I've been thinking about ways to coordinate failover and ensure that all clients move

Discussion: Use a barrier to ensure all clients move at the same time about redis_failover HOT 6 CLOSED

ryanlecompte commented on August 19, 2024

Discussion: Use a barrier to ensure all clients move at the same time

from redis_failover.

Comments (6)

ryanlecompte commented on August 19, 2024

This is an interesting approach and also something that I've been thinking about. The current workflow is like this:

When a master is promoted, we first delete the config znode.
Clients should receive the znode deleted event if they are in an active quorom (if not, they should be in a disconnected / session expired state - and in this case we actively purge the client's list of redis clients since it can't be trusted when disconnected)
Node Manager promotes a new master
The config znode is created, so new clients get the watcher event that the znode can be read from again and redis clieints can be rebuilt.

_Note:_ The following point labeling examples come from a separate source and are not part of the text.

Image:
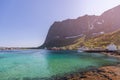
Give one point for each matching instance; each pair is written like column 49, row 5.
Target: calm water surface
column 22, row 64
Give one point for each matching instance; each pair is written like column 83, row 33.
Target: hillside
column 68, row 31
column 99, row 41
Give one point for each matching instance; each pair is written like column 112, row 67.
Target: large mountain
column 66, row 32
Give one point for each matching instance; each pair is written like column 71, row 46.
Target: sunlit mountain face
column 66, row 32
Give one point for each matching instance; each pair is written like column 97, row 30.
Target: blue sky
column 25, row 23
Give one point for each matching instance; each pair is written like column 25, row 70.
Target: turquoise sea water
column 31, row 64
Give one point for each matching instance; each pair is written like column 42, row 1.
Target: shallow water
column 31, row 64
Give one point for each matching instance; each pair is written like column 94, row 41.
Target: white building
column 112, row 47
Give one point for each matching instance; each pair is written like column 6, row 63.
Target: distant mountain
column 68, row 31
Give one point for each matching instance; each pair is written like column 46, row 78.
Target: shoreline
column 108, row 72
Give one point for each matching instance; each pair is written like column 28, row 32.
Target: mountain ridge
column 87, row 25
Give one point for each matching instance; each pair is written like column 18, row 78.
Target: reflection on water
column 33, row 64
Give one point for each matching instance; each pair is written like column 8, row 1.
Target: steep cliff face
column 66, row 32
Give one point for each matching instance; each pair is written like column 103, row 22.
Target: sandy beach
column 102, row 73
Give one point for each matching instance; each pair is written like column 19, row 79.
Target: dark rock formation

I added a safety net in RedisFailover::Client so that if the last event heard from the NodeManager was greater than 9 seconds (the normal session expiration time), then it shouldn't trust its list of redis clients. One brute force way to ensure that all clients have the latest list would be to simply wait the sufficient time (9 seconds) in the Node Manager before promoting the new master. This would ensure that all clients either a) receive the watcher event and start using the new config or b) remain dormant until they reconnect and hear from the Node Manager again.

Right now the Node Manager reports znode updates every 3 seconds, and thus the clients know that they should be hearing from the Node Manager via watcher events frequently.

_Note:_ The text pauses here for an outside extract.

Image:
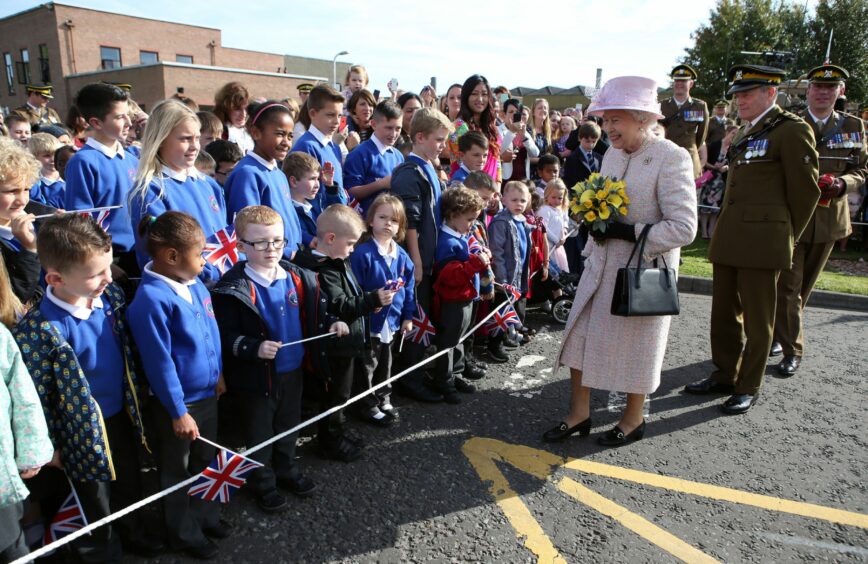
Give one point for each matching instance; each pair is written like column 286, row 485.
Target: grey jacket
column 507, row 263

I'll give some thought to your approach also. @slyphon, any thoughts?

from redis_failover.

slyphon commented on August 19, 2024

So, what's interesting is that this is what I was thinking when we discussed using the read-only slave option, which I think may have some advantages over this, mainly in terms of safety.

config is empty
node manager promotes server A master
node manager makes server B and C slave to A
node manager writes config
clients see config creation read and connect

So now the question is, what kind of failure scenario are you imagining?

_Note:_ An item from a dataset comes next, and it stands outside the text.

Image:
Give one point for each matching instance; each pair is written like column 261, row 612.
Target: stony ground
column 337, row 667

In the case when the redis master dies, you have an unavoidable race: some portion of your clients will see the failure immediately (as they will error), and the other portion may be handled by the node manager.

node manager sees the master is down
node manager deletes the config
clients all see config missing, go into locked state
node manager points slave C to B (nothing is writable at this point)
node manager promotes B to master (making it writable)
node manager writes the config
clients see the config
clients connect to new master
(what happens to A when it comes back up?)

I think the disadvantage to the barrier is that you're increasing your chances that the whole cluster will fail. If you require that all connected clients are in a certain state before everyone can act, then you increase your risk of failure for each client you add. In a cluster of 8 nodes, you only need one client deadlocked in some awesometastic way for the whole cluster to only see 7/8 clients ready to move...indefinitely. If you have 16 clients, you're 8x as likely to fail as with 8 (at least, I'm not sure, it may be exponential or something, but it's more). Then to mitigate that you start getting into really application-specific decisions about how many clients do you need aware of the change before you have enough of a quorum to continue.

With a barrier in place, you're making the control more centralized instead of distributed (which adds complexity).

By embedding the logic in each client to just "do the right thing," you are more likely to succeed (especially if the user is somewhat smart in their design and over-provisioned), in that even if some portion of the clients hit the deadlock case, if you're lucky, the majority haven't and can continue.

An anecdote. We used to try to coordinate filesystem operations with mysql database operations. Someone had the bright idea that you should wrap it all in a transaction, that way if the file operation raised an exception, it rolls back the database transaction and everything is kosher. That filesystem was NFS in production, and the first time the NAS went down, mysql went into a death spiral (as all the connections had transactions that were open and would NEVER be released, and couldn't be killed). Needless to say: hilarity ensued. I likened this to someone saying, "When I go running, I like to tie my shoelaces to my scrotum, that way in case my shoe slips off my foot I don't lose it!"

Be careful when adding hard dependencies :)

If you make it so the clients can only write to one redis node in the cluster, I don't think you're adding safety with the barrier. The argument for a barrier would be an application specific requirement that all available nodes have acknowledged the change before continuing. I'd say that if you don't have this requirement, then the added complexity isn't worth it. From a redis_failover feature position, I'd say make it optional for people.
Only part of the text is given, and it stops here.